Quel ennui!!! Non mais franchement, il n'y a rien d'intéressant dans cet épisode...
Joe et Janet se font une petite ballade en taxi dont le seul but parait être de nous faire comprendre qu'il n'est pas possible d'échapper au 'village'. Ah bon??? Quelle surprise! Avant d'en arriver à cette formidable conclusion, les scénaristes nous font un remake de 'Duel' (après le mystérieux hélicoptère et le mystérieux taxi, voici le mystérieux camion...) et un remake de 'La petite maison dans la prairie' (la scène de confidence dans les rocking chairs sous le ciel étoilé est à gerber tellement c'est insipide, convenu et mièvre). Mais c'est tellement attendrissant de voir que Joe, notre héros fort et courageux, a un talon d'Achille et qu'une toute petite abeille pourrait avoir raison de lui. Ca, ca donne de la profondeur au personnage!
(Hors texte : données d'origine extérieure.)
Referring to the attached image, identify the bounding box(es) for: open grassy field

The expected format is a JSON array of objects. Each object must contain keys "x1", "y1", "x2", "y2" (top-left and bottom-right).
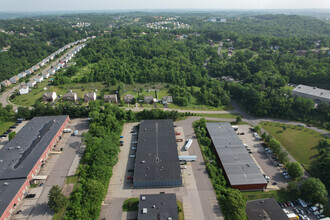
[
  {"x1": 261, "y1": 122, "x2": 325, "y2": 169},
  {"x1": 11, "y1": 80, "x2": 233, "y2": 111}
]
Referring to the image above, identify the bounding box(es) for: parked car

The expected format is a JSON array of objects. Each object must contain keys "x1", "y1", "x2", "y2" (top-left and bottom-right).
[{"x1": 25, "y1": 194, "x2": 36, "y2": 199}]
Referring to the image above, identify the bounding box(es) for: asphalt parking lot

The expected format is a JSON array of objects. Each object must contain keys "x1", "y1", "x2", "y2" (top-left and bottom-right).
[
  {"x1": 100, "y1": 119, "x2": 223, "y2": 220},
  {"x1": 281, "y1": 201, "x2": 324, "y2": 220},
  {"x1": 11, "y1": 119, "x2": 88, "y2": 220},
  {"x1": 236, "y1": 125, "x2": 288, "y2": 189}
]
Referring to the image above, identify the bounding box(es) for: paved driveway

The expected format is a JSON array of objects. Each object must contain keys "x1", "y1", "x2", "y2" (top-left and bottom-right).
[
  {"x1": 12, "y1": 119, "x2": 88, "y2": 220},
  {"x1": 100, "y1": 117, "x2": 223, "y2": 220}
]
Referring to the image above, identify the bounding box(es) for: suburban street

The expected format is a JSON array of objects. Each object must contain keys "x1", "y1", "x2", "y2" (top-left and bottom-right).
[
  {"x1": 12, "y1": 119, "x2": 88, "y2": 220},
  {"x1": 100, "y1": 118, "x2": 223, "y2": 220},
  {"x1": 0, "y1": 44, "x2": 85, "y2": 110}
]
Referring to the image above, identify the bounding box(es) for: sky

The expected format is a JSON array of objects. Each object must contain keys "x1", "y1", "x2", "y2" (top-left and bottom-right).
[{"x1": 0, "y1": 0, "x2": 330, "y2": 12}]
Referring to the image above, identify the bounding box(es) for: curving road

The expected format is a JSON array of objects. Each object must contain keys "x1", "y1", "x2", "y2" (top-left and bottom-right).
[{"x1": 0, "y1": 44, "x2": 85, "y2": 110}]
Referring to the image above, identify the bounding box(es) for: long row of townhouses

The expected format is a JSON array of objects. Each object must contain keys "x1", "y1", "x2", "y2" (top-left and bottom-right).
[{"x1": 1, "y1": 36, "x2": 95, "y2": 91}]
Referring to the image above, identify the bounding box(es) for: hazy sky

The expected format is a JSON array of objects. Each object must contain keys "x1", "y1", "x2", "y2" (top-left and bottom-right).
[{"x1": 0, "y1": 0, "x2": 330, "y2": 11}]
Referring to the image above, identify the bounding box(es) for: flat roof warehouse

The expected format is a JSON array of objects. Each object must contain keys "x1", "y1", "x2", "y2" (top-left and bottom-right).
[
  {"x1": 206, "y1": 122, "x2": 267, "y2": 190},
  {"x1": 133, "y1": 120, "x2": 182, "y2": 188}
]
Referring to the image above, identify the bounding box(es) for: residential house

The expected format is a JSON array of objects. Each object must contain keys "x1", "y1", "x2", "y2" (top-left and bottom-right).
[
  {"x1": 1, "y1": 79, "x2": 11, "y2": 87},
  {"x1": 19, "y1": 86, "x2": 29, "y2": 95},
  {"x1": 62, "y1": 90, "x2": 77, "y2": 102},
  {"x1": 54, "y1": 65, "x2": 61, "y2": 71},
  {"x1": 84, "y1": 92, "x2": 96, "y2": 102},
  {"x1": 124, "y1": 94, "x2": 134, "y2": 103},
  {"x1": 17, "y1": 72, "x2": 26, "y2": 79},
  {"x1": 9, "y1": 76, "x2": 19, "y2": 84},
  {"x1": 143, "y1": 95, "x2": 154, "y2": 104},
  {"x1": 48, "y1": 69, "x2": 55, "y2": 75},
  {"x1": 32, "y1": 64, "x2": 40, "y2": 71},
  {"x1": 162, "y1": 95, "x2": 173, "y2": 104},
  {"x1": 26, "y1": 79, "x2": 37, "y2": 88},
  {"x1": 25, "y1": 68, "x2": 34, "y2": 75},
  {"x1": 42, "y1": 71, "x2": 49, "y2": 79},
  {"x1": 103, "y1": 94, "x2": 118, "y2": 103},
  {"x1": 38, "y1": 60, "x2": 45, "y2": 67},
  {"x1": 42, "y1": 92, "x2": 57, "y2": 102},
  {"x1": 34, "y1": 76, "x2": 44, "y2": 83}
]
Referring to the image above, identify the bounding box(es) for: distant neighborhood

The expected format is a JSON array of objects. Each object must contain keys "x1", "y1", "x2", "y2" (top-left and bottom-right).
[{"x1": 0, "y1": 36, "x2": 96, "y2": 95}]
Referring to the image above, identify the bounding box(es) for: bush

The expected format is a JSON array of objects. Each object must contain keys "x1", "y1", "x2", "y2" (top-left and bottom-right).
[{"x1": 48, "y1": 185, "x2": 68, "y2": 213}]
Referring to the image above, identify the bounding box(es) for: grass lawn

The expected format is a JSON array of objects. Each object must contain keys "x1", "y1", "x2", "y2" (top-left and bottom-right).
[
  {"x1": 0, "y1": 121, "x2": 15, "y2": 135},
  {"x1": 261, "y1": 122, "x2": 325, "y2": 169},
  {"x1": 198, "y1": 113, "x2": 239, "y2": 119},
  {"x1": 52, "y1": 205, "x2": 68, "y2": 220},
  {"x1": 123, "y1": 198, "x2": 139, "y2": 212}
]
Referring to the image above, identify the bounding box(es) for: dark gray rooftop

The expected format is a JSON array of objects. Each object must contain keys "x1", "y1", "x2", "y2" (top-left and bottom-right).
[
  {"x1": 292, "y1": 85, "x2": 330, "y2": 101},
  {"x1": 133, "y1": 119, "x2": 181, "y2": 182},
  {"x1": 0, "y1": 115, "x2": 69, "y2": 180},
  {"x1": 206, "y1": 122, "x2": 267, "y2": 185},
  {"x1": 138, "y1": 194, "x2": 179, "y2": 220},
  {"x1": 246, "y1": 198, "x2": 289, "y2": 220},
  {"x1": 0, "y1": 178, "x2": 26, "y2": 216}
]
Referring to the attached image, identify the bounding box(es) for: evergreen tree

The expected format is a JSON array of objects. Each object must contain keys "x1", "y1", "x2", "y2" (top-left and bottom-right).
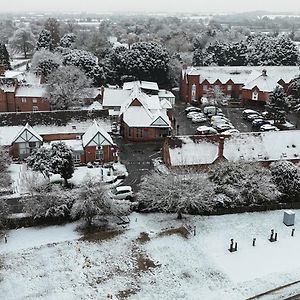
[
  {"x1": 36, "y1": 29, "x2": 53, "y2": 51},
  {"x1": 0, "y1": 43, "x2": 11, "y2": 70}
]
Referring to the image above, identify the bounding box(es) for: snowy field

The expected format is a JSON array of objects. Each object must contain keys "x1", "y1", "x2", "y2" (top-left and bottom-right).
[{"x1": 0, "y1": 210, "x2": 300, "y2": 300}]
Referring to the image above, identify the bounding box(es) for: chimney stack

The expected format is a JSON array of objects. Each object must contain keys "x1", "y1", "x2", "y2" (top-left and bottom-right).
[
  {"x1": 218, "y1": 136, "x2": 225, "y2": 159},
  {"x1": 0, "y1": 63, "x2": 5, "y2": 76}
]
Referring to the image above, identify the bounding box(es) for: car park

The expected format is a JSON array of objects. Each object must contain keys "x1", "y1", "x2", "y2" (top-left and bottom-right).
[
  {"x1": 252, "y1": 119, "x2": 271, "y2": 127},
  {"x1": 196, "y1": 126, "x2": 218, "y2": 134},
  {"x1": 186, "y1": 111, "x2": 203, "y2": 119},
  {"x1": 222, "y1": 128, "x2": 240, "y2": 135},
  {"x1": 184, "y1": 106, "x2": 201, "y2": 114},
  {"x1": 247, "y1": 114, "x2": 262, "y2": 122},
  {"x1": 192, "y1": 116, "x2": 207, "y2": 123},
  {"x1": 260, "y1": 124, "x2": 279, "y2": 131},
  {"x1": 109, "y1": 185, "x2": 134, "y2": 200},
  {"x1": 242, "y1": 109, "x2": 259, "y2": 120},
  {"x1": 215, "y1": 124, "x2": 234, "y2": 132},
  {"x1": 203, "y1": 106, "x2": 222, "y2": 117}
]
Bill et Charlie, de leur côté, tournent en boucle sur l'histoire de la mort de la femme de Charlie. Nous n'apprenons strictement rien de nouveau.
Tori, elle, implore le pardon de son père durant 40 minutes ce qui est totalement inintéressant vu que l'on se doute que le dit papounet n'est pour rien dans l'histoire. Et quand bien même: ce personnage est tellement irritant et cliché que l'on comprend aisément le père qui aurait souhaité s'en débarrasser! L'avantage, c'est que ça va peut être bientôt arriver.
Pour, Moira et Graham, les scérastistes, probablement épuisés par toutes ses bonnes idées concernant les autres personnages, ne se sont même pas donnés la peine de leur trouver une storyline. Vu qu'ils n'ont donc rien à faire, il apprennent la langue des signes, ce qui est essentiel quand on est bloqué dans une étrange ville fantôme sans savoir si l'on va s'en sortir vivant...
Quant au journaliste, l'ennui devient abyssal puisque le bilan de l'épisode, pour lui, se résume à ce qu'il annonce à sa patronne que Janet était sa femme. Merci pour l'info, on le savait déjà!!
Voici donc un épisode totalement inutile, plein de blah-blah-blah pseudo-phylosophique sur le sens de la vie, l'avenir, de clichés relationnels (la relation amoureuse naissante entre le héros et l'héroïne, mon dieu que c'est neuneu) et surtout de vide. En plus, je trouve que c'est souvent surjoué.
En ce qui concerne le cliff, il relève le niveau (en même temps, le baisser relèverait de l'exploit) mais les 40 minutes qui l'ont précédé m'ont plongé dans une telle léthargie qu'il est un peu tombé à plat (je crois que j'ai du légèrement hausser le sourcil droit...)
Bref, cela faisait longtemps que je ne m'étais pas autant fait chier (il n'y a pas d'autre terme) devant un épisode de série.